Derek Halpenny, European head of global markets research at Japanese bank Mitsubishi UFJ Financial Group (MUFG), said he didn’t see the stronger dollar having any impact on U.S. companies’ third-quarter results.
“From purely FX, I don’t think we’ve had the moves that would really start to be clearly evident in the data. I think the big focus in terms of corporate earnings is going to be on margins. Margins have been very healthy given what’s happening in supply constraints, energy price rises. Are we going to see potentially a more dramatic shrinkage in margins? That could start to be a factor that could weigh on equity sentiment going forward,” he said.
If the dollar continues to strengthen, though, it could become an issue for U.S. companies, he said. “Certainly, at a point, I think it could start to have an impact. It’s not in our forecasts. We see the dollar only marginally stronger from here,” he said.
MUFG recently raised its dollar forecasts, and now sees the U.S. currency strengthening against the euro and Swiss franc, for example, through the first quarter of next year before weakening more generally against major currencies from the second quarter onwards.
‘It’s not cheap’
Tim Graf, head of macro strategy for EMEA at State Street Global Markets, also does not expect U.S. companies to cite the strong dollar as a problem in their third-quarter results.
“If the dollar was an issue, it has been an issue for a while, because the dollar—even after the fall we saw last year—is on a lot of measures still fair to expensive, it’s not cheap. So I don’t think it’s a new problem,” he said.

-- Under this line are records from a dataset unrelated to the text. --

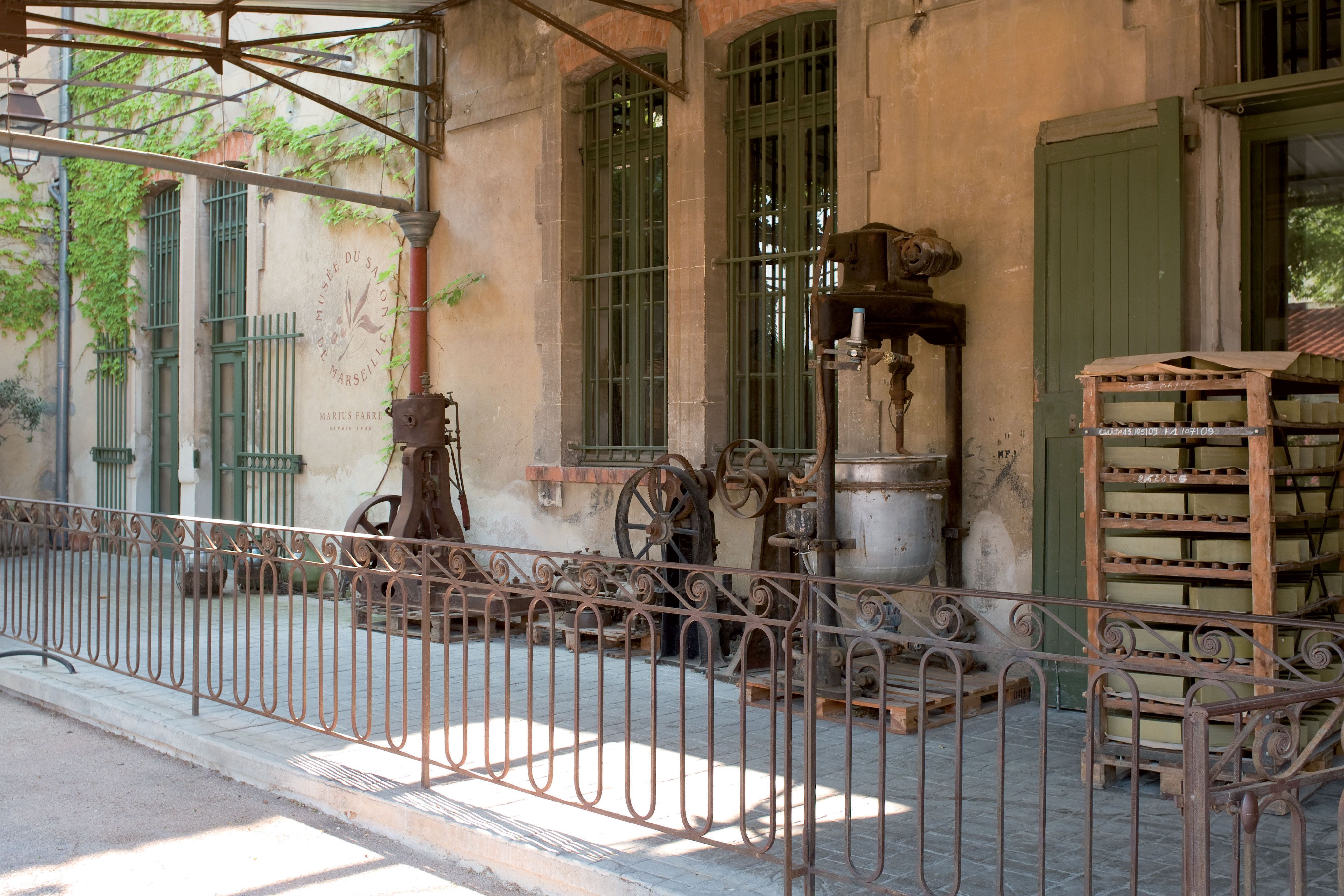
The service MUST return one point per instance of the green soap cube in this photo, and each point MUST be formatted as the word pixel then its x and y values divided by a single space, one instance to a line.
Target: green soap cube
pixel 1145 546
pixel 1215 694
pixel 1241 648
pixel 1145 502
pixel 1147 456
pixel 1213 411
pixel 1290 598
pixel 1150 684
pixel 1221 598
pixel 1144 411
pixel 1171 594
pixel 1220 504
pixel 1287 503
pixel 1215 457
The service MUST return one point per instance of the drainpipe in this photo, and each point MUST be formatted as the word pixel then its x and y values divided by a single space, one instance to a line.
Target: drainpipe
pixel 418 226
pixel 62 195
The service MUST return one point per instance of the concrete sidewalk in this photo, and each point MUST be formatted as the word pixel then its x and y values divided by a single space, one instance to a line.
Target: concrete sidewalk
pixel 85 813
pixel 523 840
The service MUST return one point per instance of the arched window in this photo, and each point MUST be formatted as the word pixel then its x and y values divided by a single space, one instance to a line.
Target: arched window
pixel 783 177
pixel 624 266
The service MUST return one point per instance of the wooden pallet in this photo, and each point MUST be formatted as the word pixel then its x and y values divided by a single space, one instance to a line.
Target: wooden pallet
pixel 613 638
pixel 904 711
pixel 476 625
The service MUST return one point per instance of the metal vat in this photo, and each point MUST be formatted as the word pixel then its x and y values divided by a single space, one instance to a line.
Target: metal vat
pixel 893 506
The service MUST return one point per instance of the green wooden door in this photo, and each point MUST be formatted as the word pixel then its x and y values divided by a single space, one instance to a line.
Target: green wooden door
pixel 228 432
pixel 1108 284
pixel 164 492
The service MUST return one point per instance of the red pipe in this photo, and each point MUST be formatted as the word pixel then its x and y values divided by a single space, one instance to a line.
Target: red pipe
pixel 418 331
pixel 418 226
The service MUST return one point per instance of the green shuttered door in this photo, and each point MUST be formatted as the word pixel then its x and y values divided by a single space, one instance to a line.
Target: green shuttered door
pixel 1108 282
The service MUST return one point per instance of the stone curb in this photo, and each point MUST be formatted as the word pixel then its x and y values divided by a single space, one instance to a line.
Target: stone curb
pixel 509 860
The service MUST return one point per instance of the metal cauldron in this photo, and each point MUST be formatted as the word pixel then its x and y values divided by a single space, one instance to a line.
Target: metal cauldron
pixel 893 506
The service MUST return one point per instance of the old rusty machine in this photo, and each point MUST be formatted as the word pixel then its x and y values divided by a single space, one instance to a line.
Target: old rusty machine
pixel 879 518
pixel 428 430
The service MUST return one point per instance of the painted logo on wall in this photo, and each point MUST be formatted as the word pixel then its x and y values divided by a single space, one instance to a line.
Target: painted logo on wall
pixel 354 322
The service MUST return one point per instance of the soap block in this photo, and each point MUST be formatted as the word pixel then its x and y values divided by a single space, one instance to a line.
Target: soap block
pixel 1290 598
pixel 1221 598
pixel 1158 593
pixel 1147 546
pixel 1145 503
pixel 1163 733
pixel 1150 684
pixel 1220 504
pixel 1312 502
pixel 1217 457
pixel 1218 694
pixel 1240 648
pixel 1147 457
pixel 1144 411
pixel 1214 411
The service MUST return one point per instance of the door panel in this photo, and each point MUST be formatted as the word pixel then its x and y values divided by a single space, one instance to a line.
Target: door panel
pixel 166 491
pixel 1108 284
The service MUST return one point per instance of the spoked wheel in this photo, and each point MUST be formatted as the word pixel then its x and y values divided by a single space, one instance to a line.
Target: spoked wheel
pixel 371 518
pixel 744 492
pixel 651 515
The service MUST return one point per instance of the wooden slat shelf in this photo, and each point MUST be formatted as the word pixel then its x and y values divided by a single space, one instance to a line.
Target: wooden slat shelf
pixel 1261 433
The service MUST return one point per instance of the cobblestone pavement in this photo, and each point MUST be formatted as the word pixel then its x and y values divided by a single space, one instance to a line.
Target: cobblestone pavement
pixel 623 737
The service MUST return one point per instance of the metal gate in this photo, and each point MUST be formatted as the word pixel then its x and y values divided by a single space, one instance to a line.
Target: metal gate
pixel 111 452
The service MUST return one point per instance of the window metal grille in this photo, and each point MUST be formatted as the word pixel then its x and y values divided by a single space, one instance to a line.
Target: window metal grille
pixel 226 207
pixel 783 186
pixel 269 461
pixel 163 233
pixel 111 453
pixel 1288 37
pixel 624 266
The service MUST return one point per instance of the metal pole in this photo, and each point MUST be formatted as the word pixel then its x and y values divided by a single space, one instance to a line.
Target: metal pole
pixel 64 288
pixel 418 226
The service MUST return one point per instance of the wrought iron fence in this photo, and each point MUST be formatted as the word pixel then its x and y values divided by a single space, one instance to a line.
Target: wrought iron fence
pixel 753 713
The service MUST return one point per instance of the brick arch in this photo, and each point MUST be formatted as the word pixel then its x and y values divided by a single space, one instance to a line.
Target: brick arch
pixel 727 21
pixel 632 34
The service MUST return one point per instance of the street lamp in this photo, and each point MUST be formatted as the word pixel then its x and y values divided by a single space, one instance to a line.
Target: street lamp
pixel 21 113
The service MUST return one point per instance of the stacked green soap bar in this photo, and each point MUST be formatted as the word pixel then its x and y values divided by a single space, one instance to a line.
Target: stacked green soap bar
pixel 1217 457
pixel 1163 733
pixel 1144 411
pixel 1240 550
pixel 1148 457
pixel 1136 592
pixel 1147 546
pixel 1150 684
pixel 1214 411
pixel 1145 503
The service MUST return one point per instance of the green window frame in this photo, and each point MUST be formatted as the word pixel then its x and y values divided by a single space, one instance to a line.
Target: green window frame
pixel 111 452
pixel 783 186
pixel 625 407
pixel 226 210
pixel 1291 37
pixel 1261 279
pixel 163 228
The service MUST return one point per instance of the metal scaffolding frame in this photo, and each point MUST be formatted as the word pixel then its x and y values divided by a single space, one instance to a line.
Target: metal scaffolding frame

U.S. tech companies often invoice in dollars, he noted, meaning they are less exposed to foreign currency risk. “I don’t think it’s going to be a positive, but I don’t think it will be cited as a reason for earnings issues at this point, not least because the rally we’ve seen is, in terms of previous dollar trends, pretty small,” Graf said.
He pointed out that the dollar strengthened by 20% to 25% between 2014 and 2015, and that “U.S. equities dealt with that really well…If you look at the S&P during that time, you’d barely know there was a problem.”
The COVID effect
The dollar soared early in the pandemic back in March 2020 as investors flocked to a safe haven, but it weakened for much of the rest of 2020 as the U.S. rolled out massive stimulus.
The dollar’s strength this year surprised many analysts who predicted at the start of 2021 that the dollar’s slide would continue as economies around the world reopened, making it attractive to invest in any major currencies other than the dollar.
But that so-called reflation trade has essentially ended as problems ranging from the slowing Chinese economy and the debt crisis in that country’s real estate sector to supply chain problems in Europe and surging energy prices sow doubts over the global growth outlook, Halpenny said.
The vast scale of U.S. stimulus led Goldman Sachs analysts and others last year to voice fears that it could “debase” the dollar and knock it off its perch as the leading global reserve currency. However, many experts believe those fears are premature, and for now “king dollar” still rules the roost. It is by far the most traded currency and accounts for about 60% of global foreign exchange reserves.
The U.S. economy meanwhile has bounced back strongly and is already bigger than it was before the pandemic.
But the crucial driver of the dollar’s turnaround has been the more hawkish monetary policy outlook adopted by the Federal Reserve since June that has driven Treasury yields higher. This in turn attracted investment flows to the U.S., strengthening the dollar.
Friday’s disappointing U.S. job figures did little to shake the market’s view that the Fed will start tapering its bond-buying program as early as November.
That, too, is expected to add further support to the dollar.